According to a recent Barron’s article, the investment management industry is undergoing a structural convergence that is blurring long-standing distinctions between conventional and alternative assets, public and private securities, and institutional and wealth management solutions. Four main trends are driving this transformation:
- The rise of multistrategy asset management;
- The decline of rigid, traditional strategic asset allocation models;
- The increasing overlap and integration of public and private markets;
- The growing prominence of wealth management as a distribution and design channel.
Alternative investments have grown substantially and now represent roughly $25 trillion in assets under management globally. Despite that scale, the wealth management channel currently accounts for only about 16% of alternative assets, leaving a large portion of this market concentrated in institutional hands.
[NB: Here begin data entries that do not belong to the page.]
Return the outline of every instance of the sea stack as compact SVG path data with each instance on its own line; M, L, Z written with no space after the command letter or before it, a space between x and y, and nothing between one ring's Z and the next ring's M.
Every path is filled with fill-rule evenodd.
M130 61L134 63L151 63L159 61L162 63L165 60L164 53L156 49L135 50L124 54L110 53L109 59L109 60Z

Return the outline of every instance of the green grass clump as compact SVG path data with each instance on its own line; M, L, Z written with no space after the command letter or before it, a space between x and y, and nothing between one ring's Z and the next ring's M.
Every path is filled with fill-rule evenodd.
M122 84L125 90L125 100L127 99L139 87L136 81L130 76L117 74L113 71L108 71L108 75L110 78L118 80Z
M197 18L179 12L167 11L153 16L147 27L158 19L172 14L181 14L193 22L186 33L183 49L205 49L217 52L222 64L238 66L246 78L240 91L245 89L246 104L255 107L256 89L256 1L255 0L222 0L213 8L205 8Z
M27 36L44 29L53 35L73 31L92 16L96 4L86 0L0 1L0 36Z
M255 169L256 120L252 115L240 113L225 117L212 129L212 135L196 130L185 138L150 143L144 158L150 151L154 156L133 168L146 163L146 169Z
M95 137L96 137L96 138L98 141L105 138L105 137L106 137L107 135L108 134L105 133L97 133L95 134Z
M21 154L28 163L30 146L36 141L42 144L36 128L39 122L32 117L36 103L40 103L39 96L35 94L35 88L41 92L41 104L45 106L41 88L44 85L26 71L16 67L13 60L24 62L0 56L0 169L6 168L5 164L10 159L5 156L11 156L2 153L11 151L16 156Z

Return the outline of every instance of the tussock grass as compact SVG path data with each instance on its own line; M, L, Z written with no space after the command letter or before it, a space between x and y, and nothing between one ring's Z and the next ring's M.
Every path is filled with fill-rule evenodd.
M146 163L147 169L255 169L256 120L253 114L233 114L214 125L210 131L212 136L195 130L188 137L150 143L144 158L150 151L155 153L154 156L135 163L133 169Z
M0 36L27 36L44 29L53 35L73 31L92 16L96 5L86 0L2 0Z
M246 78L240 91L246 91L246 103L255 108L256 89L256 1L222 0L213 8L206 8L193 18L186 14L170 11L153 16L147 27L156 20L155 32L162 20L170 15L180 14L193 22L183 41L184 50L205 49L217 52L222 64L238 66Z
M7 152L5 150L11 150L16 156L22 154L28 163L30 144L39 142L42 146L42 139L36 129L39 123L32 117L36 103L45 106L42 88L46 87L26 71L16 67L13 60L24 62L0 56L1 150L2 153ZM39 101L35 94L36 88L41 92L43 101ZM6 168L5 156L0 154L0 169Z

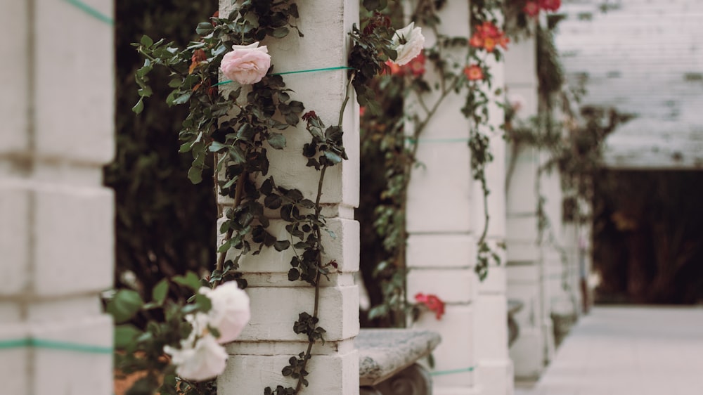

Client allocations to alternatives among retail and wealth clients vary widely—some investors hold as little as 1%, while others allocate close to 20%—and many remain underexposed because of limited access, product complexity, or gaps in investor education.
One important consequence of these developments is that broad economic exposure increasingly requires private-market participation. Barron’s notes that a significant majority of the world’s companies are now private, which makes relying solely on public securities less representative of the broader economy. As public markets capture a shrinking share of enterprise value, private investments become more essential for diversified exposure.
Large financial institutions and asset managers are responding by forming partnerships and developing hybrid investment vehicles that blend features of traditional and alternative strategies. Firms such as State Street, Apollo, Capital Group, and KKR are pioneering multi-asset and cross-market offerings that combine public and private positions, aim to be more flexible in their allocation approach, and seek to deliver solutions usable by both institutional clients and wealth management channels.
For financial advisors and wealth managers, these changes create both opportunity and risk. Advisors who integrate alternatives into client portfolios—alongside liquid public assets and tailored planning—can offer more comprehensive exposure to the modern economy and potentially enhance returns and diversification. Conversely, advisers who do not adapt may find their value proposition weakened as clients demand access to private opportunities and integrated strategies that were once the exclusive domain of large institutions.
Practical challenges remain. Access barriers, regulatory constraints, liquidity differences, fee structures, and the need for investor education complicate the rollout of alternative strategies to retail investors. Effective implementation requires careful due diligence, appropriate structuring to manage liquidity and fees, and clear communication about risk, time horizon, and expected outcomes. Wealth managers that invest in product design, distribution partnerships, and client education can close the gap between the $25 trillion alternative market and the smaller share currently available through wealth channels.
In short, the industry is moving toward a model in which asset managers offer blended, multistrategy solutions spanning public and private markets, and wealth channels play a larger role in distributing those solutions. The trend toward convergence suggests that portfolio construction will become more dynamic and that advisors who embrace well-governed alternative exposure, along with robust client guidance, will be better positioned to meet the evolving needs of investors.